Sie können auch die pessimistische Nebenläufigkeit verwenden, die exklusive Sperren für Daten abruft, die von der Anweisung SELECT...FOR UPDATE gelesen wurden. Beispielsweise wird Transaction 1 zum Zeitpunkt des Commits abgebrochen, weil Transaction 2 die Änderungen committet hat, bevor Transaction 1 Sperren abgerufen hat. Das führt zu einem Konflikt. Wenn die Transaktionsreihenfolge jedoch dazu führt, dass Transaction 2 versucht, das Marketingbudget zu aktualisieren, nachdem Transaction 1 Sperren abgerufen hat, wartet Transaction 2, bis Transaction 1 committet wurde und die Sperren freigegeben hat, bevor sie fortgesetzt werden kann. Die Option für pessimistische Nebenläufigkeit serialisiert den Zugriff auf Daten.

Weitere Informationen finden Sie unter Nebenläufigkeitserkennung.

Schreib-/Schreibkonflikte und Korrektheit

Bei der Isolation wiederholbarer Lesevorgänge sind gleichzeitige Schreibvorgänge für dieselben Daten nur erfolgreich, wenn keine Konflikte auftreten.

Im folgenden Beispiel legt Transaction 1 einen Snapshot-Zeitstempel bei der ersten SELECT-Anweisung fest.

GoogleSQL

-- Transaction 1
BEGIN;

-- Snapshot established at T1
SELECT AlbumId, MarketingBudget
FROM Albums
WHERE SingerId = 1;

PostgreSQL

-- Transaction 1
BEGIN;

-- Snapshot established at T1
SELECT albumid, marketingbudget
FROM albums
WHERE singerid = 1;

Die folgende Transaction 2 liest dieselben Daten wie Transaction 1 und fügt ein neues Element ein.

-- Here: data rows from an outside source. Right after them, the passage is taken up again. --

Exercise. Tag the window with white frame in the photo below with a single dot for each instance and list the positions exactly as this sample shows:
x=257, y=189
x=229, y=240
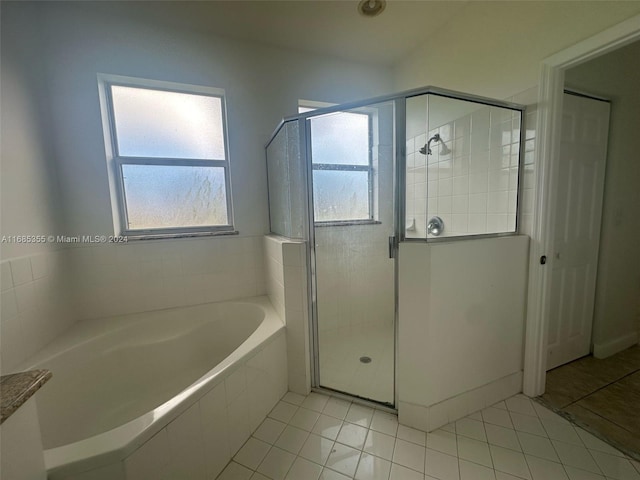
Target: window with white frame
x=168, y=158
x=342, y=166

Transaction 2 wird erfolgreich committet, ohne zu warten oder abzubrechen.

GoogleSQL

-- Transaction 2
BEGIN;

-- Snapshot established at T2 (> T1)
SELECT AlbumId, MarketingBudget
FROM Albums
WHERE SingerId = 1;

INSERT INTO Albums (SingerId, AlbumId, MarketingBudget) VALUES (1, 5, 50000);

COMMIT;

PostgreSQL

-- Transaction 2
BEGIN;

-- Snapshot established at T2 (> T1)
SELECT albumid, marketingbudget
FROM albums
WHERE singerid = 1;

INSERT INTO albums (singerid, albumid, marketingbudget) VALUES (1, 5, 50000);

COMMIT;

Transaction 1 wird fortgesetzt, nachdem Transaction 2 committet wurde.

GoogleSQL

-- Transaction 1 continues
INSERT INTO Albums (SingerId, AlbumId, MarketingBudget) VALUES (1, 5, 30000);
-- Transaction aborts
COMMIT;

PostgreSQL

-- Transaction 1 continues
INSERT INTO albums (singerid, albumid, marketingbudget) VALUES (1, 5, 30000);
-- Transaction aborts
COMMIT;

Transaction 1 wird abgebrochen, da Transaction 2 bereits eine Einfügung in die Zeile AlbumId = 5 committet hat.